Por outro, também a caducidade prevista no n.º 1 pode ocorrer antes da enunciada no n.º 5.
Ou seja, os prazos respectivos são independentes pelo que os actos subsequentes do respectivo procedimento - arts. 60.º e 61.º do RCPIT (DL n.º 413/98, de 31 de Dezembro) bem como a eventual revisão da matéria colectável - arts. 87.º a 91.º da LGT - têm de ser concluídos dentro daquele prazo de quatro anos, sempre atenta a predita suspensão pelo que a AF terá de ter isso em conta quando a ela procede, devendo fazê-lo atempadamente, de modo a evitar a caducidade do direito de liquidar.
É que, mesmo com a suspensão por seis meses e se a inspecção tivesse durado, por exemplo, 5 meses e vinte dias, só restariam à AF, não mais que dez dias para praticar os restantes actos integrantes do procedimento da liquidação.

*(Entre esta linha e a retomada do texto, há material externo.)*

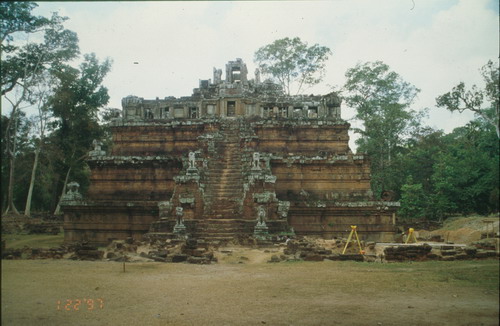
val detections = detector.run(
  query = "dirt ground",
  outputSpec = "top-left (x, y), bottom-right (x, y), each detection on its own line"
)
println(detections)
top-left (1, 248), bottom-right (499, 326)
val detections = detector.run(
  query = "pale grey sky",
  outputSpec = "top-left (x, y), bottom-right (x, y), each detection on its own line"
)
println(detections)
top-left (4, 0), bottom-right (499, 149)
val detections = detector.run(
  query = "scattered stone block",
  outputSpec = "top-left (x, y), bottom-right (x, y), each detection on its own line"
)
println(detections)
top-left (172, 254), bottom-right (188, 263)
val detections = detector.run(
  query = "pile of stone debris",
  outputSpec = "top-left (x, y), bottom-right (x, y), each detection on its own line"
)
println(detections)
top-left (106, 238), bottom-right (217, 264)
top-left (2, 246), bottom-right (68, 259)
top-left (269, 238), bottom-right (366, 263)
top-left (377, 239), bottom-right (499, 261)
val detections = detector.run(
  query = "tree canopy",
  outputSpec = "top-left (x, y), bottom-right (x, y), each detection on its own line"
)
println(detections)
top-left (343, 61), bottom-right (423, 196)
top-left (254, 37), bottom-right (332, 94)
top-left (436, 60), bottom-right (500, 138)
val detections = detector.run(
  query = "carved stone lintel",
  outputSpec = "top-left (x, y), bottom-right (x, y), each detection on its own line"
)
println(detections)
top-left (62, 181), bottom-right (83, 204)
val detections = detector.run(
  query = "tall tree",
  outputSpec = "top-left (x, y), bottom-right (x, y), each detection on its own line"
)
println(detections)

Compreende-se que o prazo de caducidade se suspenda durante a inspecção, tendo o legislador entendido ser suficiente, para o efeito, o prazo de seis meses – ut art.º 36 n.º 2 do RCPIT – por modo que, a ser ultrapassado, não há suspensão.

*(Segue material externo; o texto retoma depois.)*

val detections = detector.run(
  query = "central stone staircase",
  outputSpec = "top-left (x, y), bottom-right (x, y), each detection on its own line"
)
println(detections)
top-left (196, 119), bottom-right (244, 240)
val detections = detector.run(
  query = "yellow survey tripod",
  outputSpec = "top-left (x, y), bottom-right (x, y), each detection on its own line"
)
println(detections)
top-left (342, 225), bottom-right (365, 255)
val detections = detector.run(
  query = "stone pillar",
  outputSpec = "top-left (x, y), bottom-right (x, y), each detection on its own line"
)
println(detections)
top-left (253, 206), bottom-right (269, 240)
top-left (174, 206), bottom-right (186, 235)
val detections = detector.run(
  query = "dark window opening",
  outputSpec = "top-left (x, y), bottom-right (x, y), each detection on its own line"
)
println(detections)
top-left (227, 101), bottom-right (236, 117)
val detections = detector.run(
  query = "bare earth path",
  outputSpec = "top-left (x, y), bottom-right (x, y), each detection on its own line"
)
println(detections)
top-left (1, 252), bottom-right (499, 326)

Mas tal desiderato – de o prazo de caducidade não correr enquanto a AF colhe elementos para esclarecer a situação traibutária do contribuinte (que, no entendimento legal, é de seis meses) – não exige mais que a suspensão do prazo pelo período da inspecção.
Compreendendo-se que, se a inspecção durar mais de seis meses – prazo estabelecido adentro da liberdade de conformação do legislador que o entendeu como adequado a tal propósito – não haja lugar a suspensão do prazo, tal também exige que esta não ultrapasse o período efectivo de duração da inspecção.
Refira-se finalmente que – cfr conclusão n.º 8 – o n.º 5 do art.º 45 da LGT, aditado pela Lei 15/01 de 5 Junho e “eliminado” pela lei 32-B /02 de 31 de Dezembro (Orçamento do Estado para 2003) ressalva, na sua parte final, “a caducidade prevista no prazo geral fixado no n.º 1” – quatro anos.
Cfr., aliás, no sentido exposto, Lima Guerreiro, LGT Anotada, págs. 221/222.
Termos em que se acorda negar provimento ao recurso.
Sem custas.
Lisboa, 7 de Dezembro de 2005. – Brandão de Pinho (relator) – Lúcio Barbosa – Baeta de Queiroz.